There’s certainly no shortage of solo shows about mental health at the Fringe so it takes a certain level of quality to stand out. Luckily, Annie Sertich manages to more than keep afloat.
By talking about mental health and suicide, hopefully shows like this can create a more open and less stigmatising society.
Suicide is an important issue in the UK. The Samaritans receive one phone call every six seconds. Therefore anything which raises awareness of the subject is useful, and it is even better when it is coupled with a great artistic performance.
This show tells the story of Annie, an American who goes through substantial turmoil, driving her to the point of having suicidal feelings. Her edgy style keeps the audience on their toes. She opens with a very upbeat life coach before quickly breaking down. This sudden change, so early in the performance, is captivating and really exposes the raw reality of mental health difficulties which many people attempt to offer up and which often having devastating consequences.

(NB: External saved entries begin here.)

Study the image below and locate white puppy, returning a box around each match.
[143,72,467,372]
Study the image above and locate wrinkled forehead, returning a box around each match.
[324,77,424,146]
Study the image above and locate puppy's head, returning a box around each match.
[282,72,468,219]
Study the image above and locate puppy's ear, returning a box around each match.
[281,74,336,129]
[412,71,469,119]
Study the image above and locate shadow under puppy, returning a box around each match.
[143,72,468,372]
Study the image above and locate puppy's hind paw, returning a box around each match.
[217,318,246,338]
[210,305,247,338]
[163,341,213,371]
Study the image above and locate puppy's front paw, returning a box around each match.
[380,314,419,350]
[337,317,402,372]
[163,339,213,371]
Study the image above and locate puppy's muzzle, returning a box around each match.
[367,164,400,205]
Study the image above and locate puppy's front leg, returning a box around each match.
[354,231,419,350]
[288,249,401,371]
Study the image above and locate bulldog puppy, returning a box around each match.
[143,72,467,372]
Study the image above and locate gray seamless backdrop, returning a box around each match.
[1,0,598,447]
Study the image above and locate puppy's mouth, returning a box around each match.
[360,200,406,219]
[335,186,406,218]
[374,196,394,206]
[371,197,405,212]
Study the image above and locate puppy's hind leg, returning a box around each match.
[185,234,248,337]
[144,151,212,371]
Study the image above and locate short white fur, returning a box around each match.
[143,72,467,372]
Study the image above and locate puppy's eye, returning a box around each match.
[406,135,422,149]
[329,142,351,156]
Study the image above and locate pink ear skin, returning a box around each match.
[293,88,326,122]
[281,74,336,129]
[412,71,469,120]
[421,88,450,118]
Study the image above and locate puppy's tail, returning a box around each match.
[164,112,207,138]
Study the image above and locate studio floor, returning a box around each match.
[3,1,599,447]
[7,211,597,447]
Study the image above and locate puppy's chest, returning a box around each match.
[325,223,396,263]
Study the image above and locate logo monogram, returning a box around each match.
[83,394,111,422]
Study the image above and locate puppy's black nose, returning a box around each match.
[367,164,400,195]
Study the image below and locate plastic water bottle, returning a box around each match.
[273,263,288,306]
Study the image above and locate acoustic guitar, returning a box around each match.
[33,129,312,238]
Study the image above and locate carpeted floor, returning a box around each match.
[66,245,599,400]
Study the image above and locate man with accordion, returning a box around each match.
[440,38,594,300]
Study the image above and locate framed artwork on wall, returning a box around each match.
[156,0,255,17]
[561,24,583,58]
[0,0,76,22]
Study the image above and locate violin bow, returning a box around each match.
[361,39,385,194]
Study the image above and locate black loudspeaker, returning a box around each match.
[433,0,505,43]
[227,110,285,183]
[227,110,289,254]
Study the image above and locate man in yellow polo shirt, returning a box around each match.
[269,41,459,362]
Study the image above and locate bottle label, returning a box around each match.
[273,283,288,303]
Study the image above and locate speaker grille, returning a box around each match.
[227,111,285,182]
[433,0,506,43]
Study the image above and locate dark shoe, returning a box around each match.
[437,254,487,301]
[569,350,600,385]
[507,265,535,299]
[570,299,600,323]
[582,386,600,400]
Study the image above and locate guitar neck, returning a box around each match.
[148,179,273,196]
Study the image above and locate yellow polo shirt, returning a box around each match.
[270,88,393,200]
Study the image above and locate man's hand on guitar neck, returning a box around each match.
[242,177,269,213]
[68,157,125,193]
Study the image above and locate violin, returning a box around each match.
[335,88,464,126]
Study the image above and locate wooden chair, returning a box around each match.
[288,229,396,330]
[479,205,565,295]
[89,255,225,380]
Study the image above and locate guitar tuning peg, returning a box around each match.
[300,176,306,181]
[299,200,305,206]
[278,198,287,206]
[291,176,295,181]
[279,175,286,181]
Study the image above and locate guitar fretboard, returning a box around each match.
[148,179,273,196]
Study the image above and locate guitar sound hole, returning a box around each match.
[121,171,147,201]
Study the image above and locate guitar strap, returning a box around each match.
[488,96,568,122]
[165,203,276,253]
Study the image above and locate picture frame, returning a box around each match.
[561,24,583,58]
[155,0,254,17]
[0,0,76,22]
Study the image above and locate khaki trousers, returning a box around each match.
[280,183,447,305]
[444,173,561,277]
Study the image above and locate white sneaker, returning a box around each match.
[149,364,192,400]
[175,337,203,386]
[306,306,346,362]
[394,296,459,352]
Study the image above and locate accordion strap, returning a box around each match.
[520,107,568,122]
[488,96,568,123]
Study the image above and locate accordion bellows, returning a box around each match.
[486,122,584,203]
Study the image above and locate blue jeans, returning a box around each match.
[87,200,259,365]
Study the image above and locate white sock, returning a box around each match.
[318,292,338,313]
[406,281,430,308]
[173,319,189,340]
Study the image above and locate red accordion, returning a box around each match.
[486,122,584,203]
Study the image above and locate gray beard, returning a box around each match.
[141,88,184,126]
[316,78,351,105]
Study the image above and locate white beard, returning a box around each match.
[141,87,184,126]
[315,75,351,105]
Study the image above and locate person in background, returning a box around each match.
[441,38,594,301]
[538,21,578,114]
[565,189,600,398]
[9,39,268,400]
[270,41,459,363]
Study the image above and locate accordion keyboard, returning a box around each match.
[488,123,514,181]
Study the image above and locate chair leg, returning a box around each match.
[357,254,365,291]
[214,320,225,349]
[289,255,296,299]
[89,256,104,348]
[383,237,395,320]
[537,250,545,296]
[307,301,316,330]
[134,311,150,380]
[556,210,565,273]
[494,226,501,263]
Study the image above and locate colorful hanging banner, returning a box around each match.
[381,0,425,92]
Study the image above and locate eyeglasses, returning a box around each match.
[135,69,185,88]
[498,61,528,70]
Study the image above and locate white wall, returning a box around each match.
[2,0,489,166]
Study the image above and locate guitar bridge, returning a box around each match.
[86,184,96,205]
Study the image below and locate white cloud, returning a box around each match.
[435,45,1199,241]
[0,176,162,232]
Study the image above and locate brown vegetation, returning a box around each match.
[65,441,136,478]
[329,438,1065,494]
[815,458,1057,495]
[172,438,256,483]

It is clear that one of Annie’s coping mechanisms is humour which she uses to her advantage in the performance. She is witty and has a very good repartee with the audience. She is very frank about her lack of knowledge of Scottish cultural references which makes for a very funny couple of minutes. She is also very frank about her mental health and when this is juxtaposed against her natural humour she has the ability to draw tears and laughter in quick succession.
Sertich's life has not been easy and it was a privilege to hear what she has gone through; her openness about sharing her suicidal thoughts was very heartwarming. Her stage presence was excellent and her use of descriptive language really helped the audience. It was clear she knows what she is doing to hold the audience’s attention and easily twists and turns emotions with her captivating metaphors and mystical facial expressions.
While everyone has their own individual story, there are universal themes which many can relate to, especially in this show. By talking about mental health and suicide, hopefully shows like this can create a more open and less stigmatising society.